Ken Angielczyk With Whatcheeria Fossils

Co-author Ken Angielczyk with a drawer of Whatcheeria specimens behind the scenes at the Field Museum. Credit: Kate Golembiewski, Field Museum

“Examining these fossils is like reading a storybook, and we are trying to read as many chapters as possible by looking at how juveniles grow building up to adulthood,” said Megan Whitney, the study’s lead author, a professor at Loyola University in Chicago who began working on the project at Harvard University. “Because of where Whatcheeria sits in the early tetrapod family tree, we wanted to target this animal and look at its storybook at different stages of life.”

Whatcheeria Drawers

Some of the many drawers containing Whatcheeria specimens and other fossils from the Iowan quarry where the animal was discovered. Credit: Kate Golembiewski, Field Museum

To see how Whatcheeria grew, Otoo and Angielczyk offered up thigh bones from nine Whatcheeria individuals ranging from juvenile to adult. Whitney and her advisor, Harvard University’s Stephanie Pierce, took thin slices of bone and examined them under a microscope. When an animal is growing, it creates new layers of bone every growing season, says Otoo. “You might see a seasonal pattern where the animal is growing a lot during the spring and summer and then stopping in winter and resuming the next spring,” they explain. “By examining how thick the growth rings are over the course of an animal’s life, you can figure out if the animal’s growing continuously throughout its lifetime, perhaps with some temporary interruptions, or basically growing to an adult size, then stopping.”

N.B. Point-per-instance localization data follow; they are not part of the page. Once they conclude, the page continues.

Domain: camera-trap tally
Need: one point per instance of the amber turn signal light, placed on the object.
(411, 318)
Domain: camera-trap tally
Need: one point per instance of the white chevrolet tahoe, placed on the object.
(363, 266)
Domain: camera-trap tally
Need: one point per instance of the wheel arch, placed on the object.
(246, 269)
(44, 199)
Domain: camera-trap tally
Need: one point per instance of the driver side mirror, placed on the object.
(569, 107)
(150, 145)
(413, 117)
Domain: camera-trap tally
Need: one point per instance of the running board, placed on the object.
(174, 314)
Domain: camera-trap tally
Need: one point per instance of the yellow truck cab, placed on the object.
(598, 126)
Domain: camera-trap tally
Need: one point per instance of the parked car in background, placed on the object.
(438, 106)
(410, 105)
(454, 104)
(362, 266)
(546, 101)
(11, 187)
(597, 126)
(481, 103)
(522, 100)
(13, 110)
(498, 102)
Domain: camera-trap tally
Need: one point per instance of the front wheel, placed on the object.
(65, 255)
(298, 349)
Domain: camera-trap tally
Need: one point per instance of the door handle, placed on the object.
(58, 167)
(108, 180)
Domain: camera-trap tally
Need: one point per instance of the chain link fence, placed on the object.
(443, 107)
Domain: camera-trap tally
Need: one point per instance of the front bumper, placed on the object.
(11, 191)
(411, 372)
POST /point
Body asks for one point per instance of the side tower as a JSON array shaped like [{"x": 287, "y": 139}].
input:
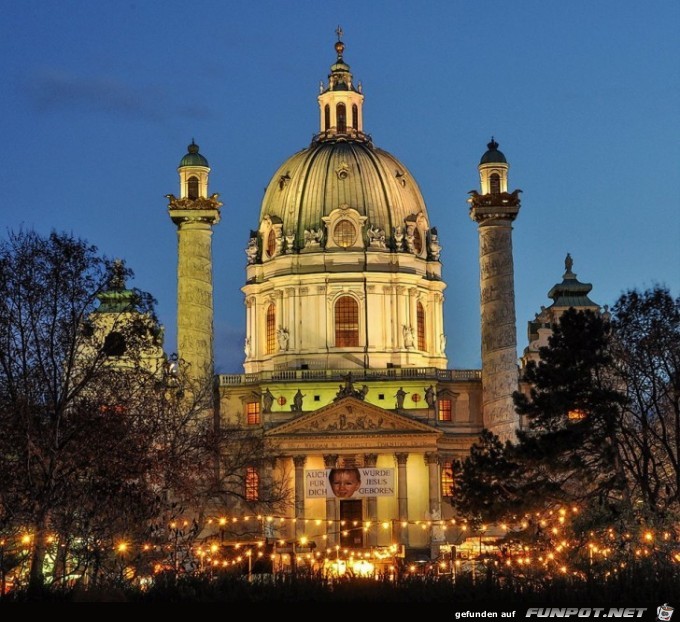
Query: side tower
[
  {"x": 194, "y": 213},
  {"x": 494, "y": 210}
]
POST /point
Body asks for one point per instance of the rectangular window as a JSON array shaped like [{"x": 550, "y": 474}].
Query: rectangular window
[
  {"x": 447, "y": 479},
  {"x": 445, "y": 408},
  {"x": 253, "y": 413},
  {"x": 252, "y": 492}
]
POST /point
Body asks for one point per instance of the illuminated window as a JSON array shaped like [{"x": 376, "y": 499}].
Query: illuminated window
[
  {"x": 445, "y": 409},
  {"x": 420, "y": 316},
  {"x": 447, "y": 479},
  {"x": 417, "y": 241},
  {"x": 252, "y": 491},
  {"x": 253, "y": 413},
  {"x": 346, "y": 322},
  {"x": 192, "y": 187},
  {"x": 271, "y": 329},
  {"x": 341, "y": 113},
  {"x": 271, "y": 243},
  {"x": 344, "y": 233},
  {"x": 494, "y": 183}
]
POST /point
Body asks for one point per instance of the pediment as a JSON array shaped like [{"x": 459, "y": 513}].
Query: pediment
[{"x": 351, "y": 416}]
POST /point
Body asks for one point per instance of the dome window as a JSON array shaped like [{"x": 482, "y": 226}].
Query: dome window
[
  {"x": 192, "y": 187},
  {"x": 271, "y": 243},
  {"x": 495, "y": 183},
  {"x": 346, "y": 322},
  {"x": 344, "y": 233},
  {"x": 270, "y": 329},
  {"x": 418, "y": 241},
  {"x": 341, "y": 113}
]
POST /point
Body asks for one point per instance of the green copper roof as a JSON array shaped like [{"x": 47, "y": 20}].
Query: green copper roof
[
  {"x": 493, "y": 156},
  {"x": 571, "y": 292},
  {"x": 193, "y": 158}
]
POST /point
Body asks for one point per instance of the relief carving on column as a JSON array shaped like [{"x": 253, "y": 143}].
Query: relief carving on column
[{"x": 401, "y": 458}]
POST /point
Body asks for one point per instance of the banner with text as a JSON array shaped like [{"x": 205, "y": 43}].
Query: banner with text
[{"x": 349, "y": 482}]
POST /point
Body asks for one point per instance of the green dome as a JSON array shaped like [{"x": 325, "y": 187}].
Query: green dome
[
  {"x": 193, "y": 158},
  {"x": 493, "y": 156}
]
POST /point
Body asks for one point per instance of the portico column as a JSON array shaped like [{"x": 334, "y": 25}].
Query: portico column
[
  {"x": 370, "y": 460},
  {"x": 299, "y": 462},
  {"x": 437, "y": 533},
  {"x": 330, "y": 461},
  {"x": 402, "y": 498}
]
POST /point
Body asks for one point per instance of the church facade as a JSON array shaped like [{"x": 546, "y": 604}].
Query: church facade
[{"x": 345, "y": 367}]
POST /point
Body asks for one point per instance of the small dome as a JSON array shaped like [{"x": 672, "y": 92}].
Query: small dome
[
  {"x": 330, "y": 173},
  {"x": 493, "y": 156},
  {"x": 193, "y": 158}
]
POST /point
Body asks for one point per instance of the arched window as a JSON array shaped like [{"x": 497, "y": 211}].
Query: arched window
[
  {"x": 192, "y": 187},
  {"x": 344, "y": 233},
  {"x": 271, "y": 243},
  {"x": 252, "y": 484},
  {"x": 114, "y": 344},
  {"x": 341, "y": 113},
  {"x": 445, "y": 410},
  {"x": 417, "y": 241},
  {"x": 346, "y": 322},
  {"x": 448, "y": 480},
  {"x": 494, "y": 183},
  {"x": 270, "y": 329},
  {"x": 253, "y": 413},
  {"x": 420, "y": 316}
]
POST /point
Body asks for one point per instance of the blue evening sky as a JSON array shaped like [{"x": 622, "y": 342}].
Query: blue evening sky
[{"x": 100, "y": 100}]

In modern tetrapods, some animals grow a lot as juveniles and then stop when they reach adulthood —  birds and mammals, including us, are like that. However, other animals like crocodiles and many amphibians keep growing bit by bit their whole lives. The researchers expected that Whatcheeria would be more like reptiles and amphibians, growing “slow and steady.” But in examining the bone slices, Whitney found evidence that Whatcheeria grew rapidly when it was young, and then leveled off over time. She even found evidence of fibrolamellar bone, which is primary bone tissue associated with fast growth.

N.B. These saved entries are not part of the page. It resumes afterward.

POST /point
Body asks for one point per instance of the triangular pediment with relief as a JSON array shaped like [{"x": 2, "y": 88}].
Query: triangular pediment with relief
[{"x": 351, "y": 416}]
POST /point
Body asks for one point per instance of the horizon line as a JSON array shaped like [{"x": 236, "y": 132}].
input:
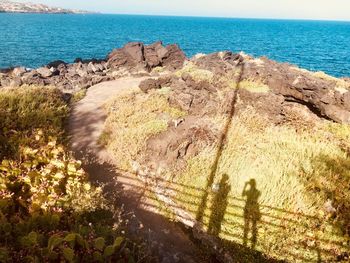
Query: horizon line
[{"x": 223, "y": 17}]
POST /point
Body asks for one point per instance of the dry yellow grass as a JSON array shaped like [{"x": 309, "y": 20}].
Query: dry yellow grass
[
  {"x": 254, "y": 86},
  {"x": 341, "y": 85},
  {"x": 287, "y": 169},
  {"x": 133, "y": 118},
  {"x": 196, "y": 73},
  {"x": 295, "y": 173}
]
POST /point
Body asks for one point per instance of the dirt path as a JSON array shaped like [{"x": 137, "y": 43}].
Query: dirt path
[{"x": 168, "y": 241}]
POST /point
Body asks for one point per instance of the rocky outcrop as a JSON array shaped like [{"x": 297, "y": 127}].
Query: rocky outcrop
[
  {"x": 197, "y": 84},
  {"x": 132, "y": 59},
  {"x": 16, "y": 7},
  {"x": 279, "y": 92},
  {"x": 140, "y": 56}
]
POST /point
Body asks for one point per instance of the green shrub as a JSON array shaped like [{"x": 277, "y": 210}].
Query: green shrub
[{"x": 48, "y": 209}]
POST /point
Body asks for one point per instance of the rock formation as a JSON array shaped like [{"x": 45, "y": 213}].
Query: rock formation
[
  {"x": 196, "y": 82},
  {"x": 132, "y": 59}
]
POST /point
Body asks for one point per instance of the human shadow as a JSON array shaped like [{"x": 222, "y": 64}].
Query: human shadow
[
  {"x": 219, "y": 206},
  {"x": 251, "y": 212}
]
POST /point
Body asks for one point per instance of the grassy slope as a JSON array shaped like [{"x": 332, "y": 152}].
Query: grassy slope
[{"x": 297, "y": 173}]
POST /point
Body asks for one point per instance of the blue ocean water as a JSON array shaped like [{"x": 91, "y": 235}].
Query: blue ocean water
[{"x": 32, "y": 40}]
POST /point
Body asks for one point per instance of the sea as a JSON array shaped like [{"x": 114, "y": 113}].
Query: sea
[{"x": 32, "y": 40}]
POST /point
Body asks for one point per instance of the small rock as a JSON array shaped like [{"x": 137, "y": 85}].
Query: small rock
[
  {"x": 18, "y": 72},
  {"x": 149, "y": 84},
  {"x": 56, "y": 63},
  {"x": 16, "y": 82},
  {"x": 44, "y": 72}
]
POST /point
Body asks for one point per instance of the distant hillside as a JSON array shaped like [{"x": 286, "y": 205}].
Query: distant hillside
[{"x": 15, "y": 7}]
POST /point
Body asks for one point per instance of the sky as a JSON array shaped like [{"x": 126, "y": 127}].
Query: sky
[{"x": 287, "y": 9}]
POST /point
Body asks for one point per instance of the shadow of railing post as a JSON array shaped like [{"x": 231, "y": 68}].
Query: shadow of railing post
[{"x": 221, "y": 143}]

“I have a very distinct memory of jumping on Slack with Stephanie Pierce and saying, this breaks all of the rules that we thought of for how growth is evolving in these early tetrapods,” said Whitney.

The discovery helps illuminate what some elements of Whatcheeria’s life were like. “If you’re going to be a top predator, a very large animal, it can be a competitive advantage to get big quickly as it makes it easier to hunt other animals, and harder for other predators to hunt you,” said Pierce. “It can also be a beneficial survival strategy when living in unpredictable environments, such as the lake system Whatcheeria inhabited, which went through seasonal dying periods.” 

However, there’s a trade-off: growing really big really fast takes an enormous amount of energy, which can be a problem if there’s not enough food and resources for the growing animal. It’s easier to get just enough food to get a little bit bigger, the same way it’s easier to make smaller monthly rental payments than it is to save up for a big downpayment on a house.

In addition to helping give us a better sense of the evolutionary pressures on early tetrapods, researchers say the findings are a reminder that evolution isn’t a neat stepwise process: it’s a series of experiments.

 “Evolution is about trying out different lifestyles and combinations of features,” says Angielczyk. “And so you get an animal like Whatcheeria that’s an early tetrapod, but it’s also a pretty fast-growing one. It’s a really big one for its time. It has this weird skeleton that’s potentially letting it do some things that some of its contemporaries weren’t. It’s an experiment in how to be a big predator, and it shows how diverse life on Earth was and still is.”

Reference: “Fossil bone histology reveals ancient origins for rapid juvenile growth in tetrapods” by Megan R. Whitney, Benjamin K. A. Otoo, Kenneth D. Angielczyk and Stephanie E. Pierce, 28 November 2022, Communications Biology.